Iolanthe; or, The Peer and the Peri.

[Comic opera, in two acts; text by Gilbert. First produced at the Savoy Theatre, London, November 25, 1882.]

PERSONAGES.

Lord Chancellor. Earl of Mountararat. Earl Tollaller. Private Willis, of the Grenadier Guards. Strephon, an Arcadian shepherd. Iolanthe, a fairy, Strephon’s mother. Queen of the fairies. Celia,
Leila,
Fleta, } fairies.
Phyllis, an Arcadian shepherdess and ward in Chancery.

[Dukes, marquises, earls, viscounts, barons, and fairies]

The scene is laid in Arcady and at Westminster; time, between 1700 and 1882.

The first act of “Iolanthe” opens in Arcady. Iolanthe, a fairy, having offended her Queen by marrying a mortal, has been banished for life; but in the opening scene, after twenty years of exile, she is pardoned. She tells the Queen of her marriage, and her son Strephon, half a fairy and half a shepherd, who is engaged to Phyllis, a shepherdess, and ward in Chancery. At this point Strephon enters, and informs his mother that the Lord Chancellor will not permit him to marry Phyllis, but he will do so in spite of him. He curses his fairyhood, but the Queen says she has a borough at her disposal, and will return him to Parliament as a Liberal-Conservative. In the next scene Strephon meets Phyllis and pleads against delay in marriage, since the Lord Chancellor himself may marry her, and many of the lords are attentive to her. Meanwhile the lords meet to decide which one of them shall have Phyllis, the Lord Chancellor waiving his claim, as it might lay his decision open to misconstruction. Phyllis is summoned before them, but is deaf to all entreaties, and declares she is in love with Strephon, who has just entered. The peers march out in a dignified manner, while the Lord Chancellor separates Phyllis and Strephon and orders her away. He then refuses Strephon his suit, whereupon the latter invokes the aid of his fairy mother, who promises to lay the case before her Queen. In the finale the peers are seen leading Phyllis, who overhears something said by Strephon and Iolanthe which induces her to believe he is faithless, and she denounces him. He replies that Iolanthe is his mother, but cannot convince her. She charges him with deceit, and offers her hand to any one of the peers. He then appeals to the Queen, who threatens vengeance upon the peers and declares that Strephon shall go into Parliament. The peers beg her for mercy, and Phyllis implores Strephon to relent, but he casts her from him.

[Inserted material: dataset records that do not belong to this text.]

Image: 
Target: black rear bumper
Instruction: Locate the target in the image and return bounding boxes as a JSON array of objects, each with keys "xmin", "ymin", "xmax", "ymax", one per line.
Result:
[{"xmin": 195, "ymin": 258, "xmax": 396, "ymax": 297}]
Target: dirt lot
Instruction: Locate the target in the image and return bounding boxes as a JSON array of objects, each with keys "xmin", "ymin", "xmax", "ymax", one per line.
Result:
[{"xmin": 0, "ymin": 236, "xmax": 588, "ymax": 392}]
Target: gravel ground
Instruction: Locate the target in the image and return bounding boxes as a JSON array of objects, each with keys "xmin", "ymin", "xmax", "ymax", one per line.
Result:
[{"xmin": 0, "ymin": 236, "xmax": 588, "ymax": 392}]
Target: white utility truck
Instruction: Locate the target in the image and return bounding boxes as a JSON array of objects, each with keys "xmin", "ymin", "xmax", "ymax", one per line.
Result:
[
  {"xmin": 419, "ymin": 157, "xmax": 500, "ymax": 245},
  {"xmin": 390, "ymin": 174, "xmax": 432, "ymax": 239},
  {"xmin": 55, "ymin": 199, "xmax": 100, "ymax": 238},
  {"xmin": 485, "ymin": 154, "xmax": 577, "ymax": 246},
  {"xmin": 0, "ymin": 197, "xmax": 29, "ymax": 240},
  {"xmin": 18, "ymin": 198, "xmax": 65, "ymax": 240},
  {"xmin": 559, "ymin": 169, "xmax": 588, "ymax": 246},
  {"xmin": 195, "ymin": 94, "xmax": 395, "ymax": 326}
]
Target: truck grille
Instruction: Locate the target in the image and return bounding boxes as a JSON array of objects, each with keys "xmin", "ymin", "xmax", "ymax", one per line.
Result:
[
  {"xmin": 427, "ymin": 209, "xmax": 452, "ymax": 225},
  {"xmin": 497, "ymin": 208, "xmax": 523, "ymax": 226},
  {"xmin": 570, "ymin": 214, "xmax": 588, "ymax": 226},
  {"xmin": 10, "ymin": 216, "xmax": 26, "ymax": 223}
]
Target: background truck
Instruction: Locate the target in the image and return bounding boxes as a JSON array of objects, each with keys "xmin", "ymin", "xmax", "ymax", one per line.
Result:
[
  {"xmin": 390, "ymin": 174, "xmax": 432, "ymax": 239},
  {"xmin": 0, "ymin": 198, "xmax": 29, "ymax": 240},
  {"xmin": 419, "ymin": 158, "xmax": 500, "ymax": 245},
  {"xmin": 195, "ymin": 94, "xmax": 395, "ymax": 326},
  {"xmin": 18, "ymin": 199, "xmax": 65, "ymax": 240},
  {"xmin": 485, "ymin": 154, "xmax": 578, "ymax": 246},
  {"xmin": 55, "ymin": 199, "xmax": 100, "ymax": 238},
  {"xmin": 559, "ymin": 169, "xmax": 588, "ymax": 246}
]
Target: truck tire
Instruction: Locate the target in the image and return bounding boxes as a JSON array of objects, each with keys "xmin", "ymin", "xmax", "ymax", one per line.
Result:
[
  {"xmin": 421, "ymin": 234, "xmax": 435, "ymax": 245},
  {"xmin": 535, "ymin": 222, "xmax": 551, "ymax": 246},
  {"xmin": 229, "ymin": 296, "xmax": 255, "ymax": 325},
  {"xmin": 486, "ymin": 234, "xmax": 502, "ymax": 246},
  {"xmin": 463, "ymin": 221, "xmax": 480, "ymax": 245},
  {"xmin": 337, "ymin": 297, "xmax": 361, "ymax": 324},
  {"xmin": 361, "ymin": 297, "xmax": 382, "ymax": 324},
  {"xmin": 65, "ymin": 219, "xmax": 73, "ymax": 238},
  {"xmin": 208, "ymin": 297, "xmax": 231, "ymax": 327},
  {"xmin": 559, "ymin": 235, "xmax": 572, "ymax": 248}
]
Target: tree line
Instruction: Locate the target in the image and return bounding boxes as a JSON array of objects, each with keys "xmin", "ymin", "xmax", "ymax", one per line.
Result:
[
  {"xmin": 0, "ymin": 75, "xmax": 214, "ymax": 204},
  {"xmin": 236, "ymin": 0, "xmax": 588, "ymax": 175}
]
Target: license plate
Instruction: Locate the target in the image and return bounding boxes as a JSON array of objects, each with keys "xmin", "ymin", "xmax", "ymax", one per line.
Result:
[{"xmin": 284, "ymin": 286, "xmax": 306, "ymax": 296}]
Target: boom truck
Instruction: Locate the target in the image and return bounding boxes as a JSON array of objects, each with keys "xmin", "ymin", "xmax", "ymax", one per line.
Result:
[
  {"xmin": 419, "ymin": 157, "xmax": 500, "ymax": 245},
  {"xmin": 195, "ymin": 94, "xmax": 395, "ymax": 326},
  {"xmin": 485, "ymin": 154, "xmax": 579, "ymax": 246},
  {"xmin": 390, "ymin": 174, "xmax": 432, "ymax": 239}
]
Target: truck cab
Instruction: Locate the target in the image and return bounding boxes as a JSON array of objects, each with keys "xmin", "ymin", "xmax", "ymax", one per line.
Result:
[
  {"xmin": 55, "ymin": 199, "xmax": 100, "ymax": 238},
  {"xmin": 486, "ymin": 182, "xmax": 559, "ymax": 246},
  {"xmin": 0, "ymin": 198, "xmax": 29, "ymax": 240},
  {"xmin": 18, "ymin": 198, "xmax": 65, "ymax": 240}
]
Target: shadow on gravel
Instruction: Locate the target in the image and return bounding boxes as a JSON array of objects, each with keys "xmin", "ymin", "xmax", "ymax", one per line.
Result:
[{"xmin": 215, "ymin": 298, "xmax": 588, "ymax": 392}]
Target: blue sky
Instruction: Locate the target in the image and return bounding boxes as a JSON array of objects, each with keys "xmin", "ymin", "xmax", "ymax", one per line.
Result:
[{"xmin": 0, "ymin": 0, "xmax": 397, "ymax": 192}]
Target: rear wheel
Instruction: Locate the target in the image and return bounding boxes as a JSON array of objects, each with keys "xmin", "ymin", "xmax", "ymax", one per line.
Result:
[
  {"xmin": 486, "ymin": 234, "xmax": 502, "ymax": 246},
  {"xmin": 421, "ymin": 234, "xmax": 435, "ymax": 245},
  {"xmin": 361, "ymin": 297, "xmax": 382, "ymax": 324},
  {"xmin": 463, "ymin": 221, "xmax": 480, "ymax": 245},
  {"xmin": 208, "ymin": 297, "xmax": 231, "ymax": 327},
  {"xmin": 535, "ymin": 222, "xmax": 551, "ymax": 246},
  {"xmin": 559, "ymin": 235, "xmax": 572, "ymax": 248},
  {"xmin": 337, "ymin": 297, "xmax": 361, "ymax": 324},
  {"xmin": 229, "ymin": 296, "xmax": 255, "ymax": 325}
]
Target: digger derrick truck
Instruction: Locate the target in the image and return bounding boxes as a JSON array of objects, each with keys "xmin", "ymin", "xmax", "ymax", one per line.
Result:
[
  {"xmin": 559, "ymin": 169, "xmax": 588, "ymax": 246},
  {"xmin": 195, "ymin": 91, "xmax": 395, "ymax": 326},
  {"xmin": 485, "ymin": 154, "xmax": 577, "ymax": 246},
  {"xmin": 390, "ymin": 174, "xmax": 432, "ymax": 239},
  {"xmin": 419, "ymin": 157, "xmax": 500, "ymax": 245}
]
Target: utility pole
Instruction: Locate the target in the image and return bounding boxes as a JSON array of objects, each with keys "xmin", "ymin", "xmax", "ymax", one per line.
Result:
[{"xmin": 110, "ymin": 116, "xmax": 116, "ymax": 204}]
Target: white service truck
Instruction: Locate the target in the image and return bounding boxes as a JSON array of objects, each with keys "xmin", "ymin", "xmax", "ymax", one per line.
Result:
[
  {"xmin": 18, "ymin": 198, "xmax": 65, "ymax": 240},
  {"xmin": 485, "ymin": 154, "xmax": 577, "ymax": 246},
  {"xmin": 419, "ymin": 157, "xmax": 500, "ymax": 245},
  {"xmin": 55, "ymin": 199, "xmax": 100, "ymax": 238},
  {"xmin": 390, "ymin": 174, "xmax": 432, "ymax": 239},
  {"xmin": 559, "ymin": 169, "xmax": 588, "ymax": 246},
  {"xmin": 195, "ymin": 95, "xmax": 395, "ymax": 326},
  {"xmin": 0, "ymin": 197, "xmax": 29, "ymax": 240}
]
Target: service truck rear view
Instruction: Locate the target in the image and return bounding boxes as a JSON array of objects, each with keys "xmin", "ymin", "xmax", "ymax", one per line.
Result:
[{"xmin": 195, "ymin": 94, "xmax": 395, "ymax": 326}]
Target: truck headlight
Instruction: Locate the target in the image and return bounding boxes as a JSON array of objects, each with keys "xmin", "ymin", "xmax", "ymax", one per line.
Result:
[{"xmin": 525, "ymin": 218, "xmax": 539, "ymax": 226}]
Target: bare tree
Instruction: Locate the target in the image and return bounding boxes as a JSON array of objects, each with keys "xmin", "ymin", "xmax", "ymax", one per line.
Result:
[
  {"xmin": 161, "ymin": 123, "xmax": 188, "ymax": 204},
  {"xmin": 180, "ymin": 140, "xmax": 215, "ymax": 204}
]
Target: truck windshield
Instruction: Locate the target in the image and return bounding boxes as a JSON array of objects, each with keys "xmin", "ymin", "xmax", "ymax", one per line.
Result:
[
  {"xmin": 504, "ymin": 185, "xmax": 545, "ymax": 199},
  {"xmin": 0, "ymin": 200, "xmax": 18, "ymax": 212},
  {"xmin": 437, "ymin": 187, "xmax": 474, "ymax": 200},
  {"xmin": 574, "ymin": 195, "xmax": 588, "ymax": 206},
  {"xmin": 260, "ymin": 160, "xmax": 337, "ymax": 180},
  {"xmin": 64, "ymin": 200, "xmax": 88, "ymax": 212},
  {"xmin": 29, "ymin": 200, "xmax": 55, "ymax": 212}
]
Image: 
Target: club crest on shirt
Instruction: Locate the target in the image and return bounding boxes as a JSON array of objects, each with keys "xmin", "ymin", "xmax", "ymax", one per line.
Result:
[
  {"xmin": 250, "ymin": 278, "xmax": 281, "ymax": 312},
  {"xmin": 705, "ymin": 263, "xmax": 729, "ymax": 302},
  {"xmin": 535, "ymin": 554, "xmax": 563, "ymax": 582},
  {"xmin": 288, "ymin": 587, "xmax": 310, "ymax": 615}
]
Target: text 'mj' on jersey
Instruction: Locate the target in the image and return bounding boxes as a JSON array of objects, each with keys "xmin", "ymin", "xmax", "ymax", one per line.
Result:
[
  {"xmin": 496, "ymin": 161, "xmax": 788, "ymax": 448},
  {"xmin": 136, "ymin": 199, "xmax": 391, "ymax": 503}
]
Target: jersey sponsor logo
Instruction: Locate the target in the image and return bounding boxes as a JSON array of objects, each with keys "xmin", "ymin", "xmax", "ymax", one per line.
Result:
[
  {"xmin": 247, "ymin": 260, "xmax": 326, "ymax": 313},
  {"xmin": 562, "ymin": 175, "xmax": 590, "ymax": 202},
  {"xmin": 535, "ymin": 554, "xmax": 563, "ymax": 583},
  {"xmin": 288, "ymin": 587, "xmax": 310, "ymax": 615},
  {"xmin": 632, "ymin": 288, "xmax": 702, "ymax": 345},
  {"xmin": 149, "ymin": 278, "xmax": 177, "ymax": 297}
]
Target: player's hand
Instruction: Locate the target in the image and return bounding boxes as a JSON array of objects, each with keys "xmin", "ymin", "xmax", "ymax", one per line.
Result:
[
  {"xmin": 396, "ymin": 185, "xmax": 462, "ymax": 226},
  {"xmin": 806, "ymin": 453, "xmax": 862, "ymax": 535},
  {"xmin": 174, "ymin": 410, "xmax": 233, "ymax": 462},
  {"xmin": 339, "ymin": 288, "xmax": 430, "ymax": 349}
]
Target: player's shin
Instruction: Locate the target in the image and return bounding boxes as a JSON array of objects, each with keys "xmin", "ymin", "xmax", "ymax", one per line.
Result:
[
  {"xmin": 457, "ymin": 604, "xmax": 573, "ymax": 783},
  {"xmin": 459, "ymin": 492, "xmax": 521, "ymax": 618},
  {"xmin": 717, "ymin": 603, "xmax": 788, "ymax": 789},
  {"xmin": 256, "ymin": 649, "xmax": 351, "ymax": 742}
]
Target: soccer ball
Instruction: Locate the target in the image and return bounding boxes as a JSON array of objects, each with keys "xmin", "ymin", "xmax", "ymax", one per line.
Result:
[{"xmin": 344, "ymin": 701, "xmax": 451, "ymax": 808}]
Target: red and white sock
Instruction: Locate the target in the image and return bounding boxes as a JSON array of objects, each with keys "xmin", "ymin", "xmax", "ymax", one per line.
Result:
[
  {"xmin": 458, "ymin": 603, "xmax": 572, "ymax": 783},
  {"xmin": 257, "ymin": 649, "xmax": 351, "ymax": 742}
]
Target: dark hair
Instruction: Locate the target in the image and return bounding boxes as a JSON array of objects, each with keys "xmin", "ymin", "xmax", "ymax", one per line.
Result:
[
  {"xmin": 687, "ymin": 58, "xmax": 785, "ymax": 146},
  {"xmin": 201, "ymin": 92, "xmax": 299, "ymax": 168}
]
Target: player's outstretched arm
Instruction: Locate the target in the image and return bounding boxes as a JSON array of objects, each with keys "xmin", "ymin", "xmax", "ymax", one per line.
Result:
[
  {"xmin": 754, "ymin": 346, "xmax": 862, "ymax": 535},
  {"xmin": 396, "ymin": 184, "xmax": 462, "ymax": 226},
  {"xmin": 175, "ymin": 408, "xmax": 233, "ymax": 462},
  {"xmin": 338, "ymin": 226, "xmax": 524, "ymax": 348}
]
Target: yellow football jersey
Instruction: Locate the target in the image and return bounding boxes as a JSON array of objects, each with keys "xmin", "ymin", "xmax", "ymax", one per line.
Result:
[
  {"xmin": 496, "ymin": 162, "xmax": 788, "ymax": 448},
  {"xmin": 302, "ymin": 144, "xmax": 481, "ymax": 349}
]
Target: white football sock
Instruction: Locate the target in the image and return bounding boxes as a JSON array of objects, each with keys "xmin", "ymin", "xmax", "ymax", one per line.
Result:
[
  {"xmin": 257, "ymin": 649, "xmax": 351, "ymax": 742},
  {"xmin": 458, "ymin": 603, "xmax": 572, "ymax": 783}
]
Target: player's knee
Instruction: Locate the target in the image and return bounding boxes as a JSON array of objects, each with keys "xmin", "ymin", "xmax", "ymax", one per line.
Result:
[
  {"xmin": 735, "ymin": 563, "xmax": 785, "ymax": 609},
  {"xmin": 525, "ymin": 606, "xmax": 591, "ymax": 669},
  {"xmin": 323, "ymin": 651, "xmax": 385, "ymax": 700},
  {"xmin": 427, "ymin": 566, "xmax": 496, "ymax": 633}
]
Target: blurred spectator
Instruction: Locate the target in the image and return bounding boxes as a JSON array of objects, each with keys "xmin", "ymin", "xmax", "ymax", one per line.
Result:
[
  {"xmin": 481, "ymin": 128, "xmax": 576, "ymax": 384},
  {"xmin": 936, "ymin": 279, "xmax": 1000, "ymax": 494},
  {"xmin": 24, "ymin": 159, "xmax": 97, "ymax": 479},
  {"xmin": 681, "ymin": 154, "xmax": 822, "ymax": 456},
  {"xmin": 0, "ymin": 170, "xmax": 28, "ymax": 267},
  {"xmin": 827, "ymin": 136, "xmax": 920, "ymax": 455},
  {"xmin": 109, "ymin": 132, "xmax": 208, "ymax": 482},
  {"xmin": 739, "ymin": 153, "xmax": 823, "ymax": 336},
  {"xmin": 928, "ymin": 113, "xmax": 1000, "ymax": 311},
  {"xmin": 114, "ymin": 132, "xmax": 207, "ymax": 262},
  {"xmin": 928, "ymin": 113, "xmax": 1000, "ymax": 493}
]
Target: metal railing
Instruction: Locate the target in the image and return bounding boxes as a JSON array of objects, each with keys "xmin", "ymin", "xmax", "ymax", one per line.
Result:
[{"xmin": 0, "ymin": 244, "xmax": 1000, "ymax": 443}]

The second act opens at Westminster. Strephon is in Parliament and carrying things with a high hand. Phyllis is engaged to two of the lords and cannot decide between them, nor can they settle the matter satisfactorily. Whereupon the Lord Chancellor decides to press his own suit for her hand. Strephon finally proves his birth to Phyllis and explains away all her fears. Iolanthe then acknowledges that the Lord Chancellor is her husband and pleads with him in Strephon’s behalf. When she makes this confession, she is condemned to death for breaking her fairy vow. Thereupon all the fairies confess that they have married peers. As it is impracticable to kill them all, the Queen hunts up a husband, and finds one in Private Willis, the sentry in the palace yard. All the husbands join the fairies, and thus matters are straightened out.

The music of “Iolanthe” is peculiarly refined and fanciful, and abounds in taking numbers. The best of these are Strephon’s song, “Good Morrow”; the delightful duet between Strephon and Phyllis, “None shall part us from each other,” one of the most felicitous of the composer’s lighter compositions; the Lord Chancellor’s song, “When I went to the Bar”; Strephon’s charming ballad, “In Babyhood upon her Lap I lay”; Private Willis’s song, “When all Night long a Chap remains”; the patter song of the Lord Chancellor, “When you’re lying awake with a Dismal Headache”; the duet of Strephon and Phyllis, “If we’re weak enough to tarry”; and Iolanthe’s pretty ballad, “He loves! if in the Bygone Years.”